A disproportionately large number of cases involving sexual abuse, particularly against minors, involve public entities and public employees. This subjects those claims to the strict notice requirements labyrinthian maze of immunities under the New Jersey Tort Claims Act, N.J.S.A. 59:1-1, et seq.
No longer. Effective December 1, 2019, N.J.S.A. 59:2-1.3 eliminates immunity for public entities and employees in any civil action as a result of sexual assault, any other crime of a sexual nature, a prohibited sexual act upon a threshold showing of either gross negligence, for an adult victim, or negligence, for a minor victim. More specifically, for minor victims, the standard is set forth as the negligent hiring, supervision, or retention of any public employee. Upon establishing the applicable standard “immunity from civil liability granted by [the Tort Claims Act] to a public entity or public employee shall not apply.”

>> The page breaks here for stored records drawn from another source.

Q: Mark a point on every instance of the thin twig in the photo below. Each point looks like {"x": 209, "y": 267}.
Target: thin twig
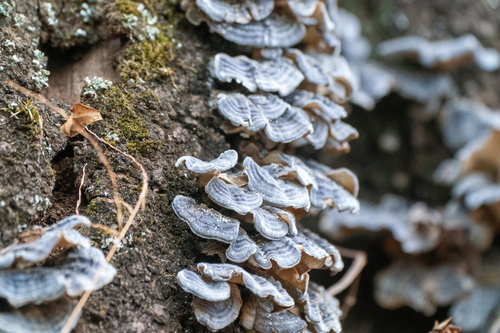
{"x": 80, "y": 190}
{"x": 38, "y": 97}
{"x": 105, "y": 228}
{"x": 140, "y": 202}
{"x": 103, "y": 159}
{"x": 352, "y": 273}
{"x": 112, "y": 177}
{"x": 350, "y": 299}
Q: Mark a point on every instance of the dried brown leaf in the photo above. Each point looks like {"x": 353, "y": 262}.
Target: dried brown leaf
{"x": 81, "y": 116}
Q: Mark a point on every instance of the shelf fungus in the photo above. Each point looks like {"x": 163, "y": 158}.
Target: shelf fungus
{"x": 408, "y": 283}
{"x": 272, "y": 259}
{"x": 35, "y": 285}
{"x": 310, "y": 115}
{"x": 443, "y": 55}
{"x": 416, "y": 227}
{"x": 277, "y": 75}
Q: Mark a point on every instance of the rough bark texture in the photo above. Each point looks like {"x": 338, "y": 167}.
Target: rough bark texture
{"x": 159, "y": 109}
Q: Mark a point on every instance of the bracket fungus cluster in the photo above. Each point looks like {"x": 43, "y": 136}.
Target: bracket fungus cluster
{"x": 36, "y": 286}
{"x": 267, "y": 253}
{"x": 297, "y": 94}
{"x": 424, "y": 242}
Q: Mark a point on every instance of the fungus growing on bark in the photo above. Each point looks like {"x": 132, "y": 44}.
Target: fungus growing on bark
{"x": 424, "y": 289}
{"x": 60, "y": 234}
{"x": 40, "y": 284}
{"x": 277, "y": 75}
{"x": 34, "y": 291}
{"x": 49, "y": 318}
{"x": 277, "y": 253}
{"x": 205, "y": 222}
{"x": 443, "y": 55}
{"x": 257, "y": 314}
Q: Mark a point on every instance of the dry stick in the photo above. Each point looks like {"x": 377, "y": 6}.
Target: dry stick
{"x": 127, "y": 155}
{"x": 80, "y": 190}
{"x": 38, "y": 97}
{"x": 354, "y": 270}
{"x": 118, "y": 200}
{"x": 140, "y": 202}
{"x": 103, "y": 159}
{"x": 350, "y": 299}
{"x": 112, "y": 177}
{"x": 93, "y": 225}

Beyond immunities based on the conduct of the applicable public employees or entities, this new law arguably eliminates immunity for failure to comply with the notice provision of the act or, more importantly for sexual abuse cases, the damages threshold contained in N.J.S.A. 59:9-2. Under the new law, never again should any case be dismissed because a defense attorney convinces the court that the abuse did not result in a ‘permanent injury’ as defined by the Tort Claims Act.
Going forward, a well pled complaint stating claims for negligence and gross negligence should always survive a motion to dismiss on the pleadings based on the Tort Claims Act. After all, based on N.J.S.A. 59:2-1.3, if a victim is able to establish the claim pled, defendant entity and employees are not entitled to immunity under the act.
This act does not provide any unfair advantages. It merely levels the playing field in cases for sexual abuse where the wrongdoers happened to be government actors. And that change has long been overdue.